Two statewide elected officials did have the courage to take Odom on. State Treasurer John Kennedy, with support from then-Gov. Kathleen Blanco, in 2006 helped kill Odom’s plans to build a $135 million cane syrup mill in Bunkie, three times the original cost of the failed mill at Lacassine.

The president of a private sugar mill called the proposal “Odom’s Folly.” The Times-Picayune told Blanco, “Don’t drink Bunkie Kool-Aid.”

The agricultural czar, despite his endorsement by the powerful Louisiana Sheriffs’ Association, finally got his comeuppance when he ran for an eighth four-year term in 2007. His illegal misdeeds finally did him in when he led Strain by only one percentage point — 41 to 40 percent. Odom saw the handwriting on the wall and withdrew from the runoff, giving Strain the job.

Strain wasted no time starting his cleanup of the 28 years of Odom’s shenanigans. The first thing he did was end the department’s use of nonconstruction department employees for major building projects. The department’s 24 operating aircraft were told to follow the same public disclosure rules required of other state agencies. Most are used to detect and extinguish forest fires. Odom had used them for personal purposes.

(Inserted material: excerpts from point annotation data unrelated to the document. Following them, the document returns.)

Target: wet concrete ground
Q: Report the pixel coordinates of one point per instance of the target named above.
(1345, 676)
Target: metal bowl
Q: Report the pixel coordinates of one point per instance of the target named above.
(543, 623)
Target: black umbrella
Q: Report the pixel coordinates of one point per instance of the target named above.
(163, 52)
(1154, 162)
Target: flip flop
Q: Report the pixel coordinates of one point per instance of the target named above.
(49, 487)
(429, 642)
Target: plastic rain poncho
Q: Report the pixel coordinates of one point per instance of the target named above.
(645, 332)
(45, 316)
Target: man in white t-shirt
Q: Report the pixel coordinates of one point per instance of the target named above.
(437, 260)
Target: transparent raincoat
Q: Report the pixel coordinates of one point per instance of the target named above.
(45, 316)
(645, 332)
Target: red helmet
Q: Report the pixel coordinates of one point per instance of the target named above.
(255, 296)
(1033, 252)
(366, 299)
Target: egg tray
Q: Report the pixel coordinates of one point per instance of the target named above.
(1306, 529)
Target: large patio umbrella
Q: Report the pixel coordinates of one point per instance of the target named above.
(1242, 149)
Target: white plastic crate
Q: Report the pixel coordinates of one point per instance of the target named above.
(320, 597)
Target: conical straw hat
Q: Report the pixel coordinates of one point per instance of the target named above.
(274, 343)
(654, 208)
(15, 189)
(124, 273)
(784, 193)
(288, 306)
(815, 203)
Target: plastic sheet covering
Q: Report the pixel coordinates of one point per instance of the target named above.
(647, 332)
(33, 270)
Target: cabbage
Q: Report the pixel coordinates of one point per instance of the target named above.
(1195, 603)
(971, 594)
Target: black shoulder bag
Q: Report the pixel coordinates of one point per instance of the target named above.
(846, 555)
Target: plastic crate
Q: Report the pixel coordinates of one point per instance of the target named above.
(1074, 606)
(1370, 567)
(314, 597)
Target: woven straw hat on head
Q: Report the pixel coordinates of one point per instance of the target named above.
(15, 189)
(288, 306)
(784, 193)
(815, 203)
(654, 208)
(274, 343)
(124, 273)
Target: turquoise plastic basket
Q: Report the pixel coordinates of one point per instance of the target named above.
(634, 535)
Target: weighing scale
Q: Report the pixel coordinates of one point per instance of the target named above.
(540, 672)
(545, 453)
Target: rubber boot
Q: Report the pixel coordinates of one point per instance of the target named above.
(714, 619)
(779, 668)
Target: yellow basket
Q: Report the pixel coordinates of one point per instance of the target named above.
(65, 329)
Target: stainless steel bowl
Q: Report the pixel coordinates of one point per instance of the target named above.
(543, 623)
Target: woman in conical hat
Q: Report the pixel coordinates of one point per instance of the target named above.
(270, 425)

Legislators gave Odom authority to use $12 million in annual slot machine revenues at race tracks for any agricultural projects. Strain said most of that money is locked up through 2017 to pay for borrowing debt of between $97 million and $103 million for projects pushed by Odom. The revenues had been used for boll weevil eradication, and they are no longer available for that purpose.

The Legislature, with support from Strain, unanimously passed a law in 2008 that said the agriculture department would have to follow public bid laws required of other state agencies. Odom enjoyed an exemption from the law.

By the end of 2008, Strain had reduced the department’s 1,006 employees to 917. He also closed a department lab and a satellite office. However, as the latest news indicates, the cleanup will continue for years to come.

How did Odom get by with ignoring the law, thumbing his nose at governors, abusing his employees and living high at public expense?

Odom held his office so long he treated its as his own private domain. He was at one time the most prominent member of the Democratic Party in Louisiana and could help his legislative friends get elected and re-elected.

Sen. Francis Thompson, D-Delhi, was Odom’s best friend in the Legislature. Thompson has served as chairman of both the House and Senate agriculture committees during his 37-plus years in the House and Senate. In 2005, he called Odom’s agency the best-run department in state government.

The voters also share much of the blame for Odom’s abuse of his office. They read about his dictatorial behavior but kept electing him for seven terms. They even made him the leader in the 2008 primary when he withdrew from the runoff.

Odom is gone from public office, and good riddance. If we ever again elect someone like him for 28 years, shame on us.